Title: Signature kernel methods for path-dependent PDEs
Abstract: In this talk we will present a kernel framework for solving linear and non-linear path-dependent PDEs (PPDEs) leveraging a recently introduced class of kernels indexed on pathspace, called signature kernels. The proposed method solves an optimal recovery problem by approximating the solution of a PPDE with an element of minimal norm in the (signature) reproducing kernel Hilbert space (RKHS) constrained to satisfy the PPDE at a finite collection of collocation points. In the linear case, by the representer theorem, it can be shown that the optimisation has a unique, analytic solution expressed entirely in terms of simple linear algebra operations. Furthermore, this method can be extended to a probabilistic Bayesian framework allowing to represents epistemic uncertainty over the approximated solution; this is done by positing a Gaussian process prior for the solution and constructing a posterior Gaussian measure by conditioning on the PPDE being satisfied at a finite collection of points, with mean function agreeing with the solution of the optimal recovery problem. In the non-linear case, the optimal recovery problem can be reformulated as a two-level optimisation that can be solved by minimising a quadratic objective subject to nonlinear constraints. Although the theoretical analysis is still ongoing, the proposed method comes with convergence guarantees and is amenable to rigorous error analysis. Finally we will discuss some motivating examples from rough volatility and present some preliminary numerical results on path-dependent heat-type equations. This is joint work with Alexandre Pannier.
Marc Sabate Vidales
Title: Solving path dependent PDEs with LSTMs and paths signatures
Abstract: Using a combination of recurrent neural networks and signature methods from the rough paths theory we design efficient algorithms for solving parametric families of path dependent partial differential equations (PPDEs) that arise in pricing and hedging of path-dependent derivatives or from use of non-Markovian model, such as rough volatility models in Jacquier and Oumgari, 2019. The solutions of PPDEs are functions of time, a continuous path (the asset price history) and model parameters. As the domain of the solution is infinite dimensional many recently developed deep learning techniques for solving PDEs do not apply. Similarly as in Vidales et al. 2018, we identify the objective function used to learn the PPDE by using martingale representation theorem. As a result we can de-bias and provide confidence intervals for then neural network-based algorithm. We validate our algorithm using classical models for pricing lookback and auto-callable options and report errors for approximating both prices and hedging strategies.
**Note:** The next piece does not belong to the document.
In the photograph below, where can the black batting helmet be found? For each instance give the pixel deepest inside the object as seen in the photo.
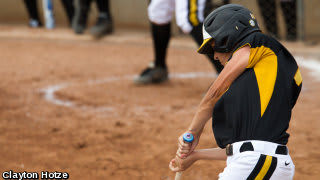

Title: Provably convergent policy gradient methods for continuous-time stochastic control
Abstract: Recently, policy gradient methods for stochastic control have attracted substantial research interests. Much of the attention and success, however, has been for the discrete-time setting. A provably convergent policy gradient method for general continuous space-time stochastic control problems has been elusive. This talk proposes a proximal gradient algorithm for finite-time horizon stochastic control problems with controlled drift, and nonsmooth nonconvex objective functions. We prove under suitable conditions that the algorithm converges linearly to a stationary point of the control problem. We then discuss a PDE-based, momentum accelerated implementation of the proposed algorithm. Numerical experiments for high-dimensional mean-field control problems are presented, which reveal that our algorithm captures important structures of the optimal policy and achieves a robust performance with respect to parameter perturbation. This is joint work with Christoph Reisinger and Wolfgang Stockinger.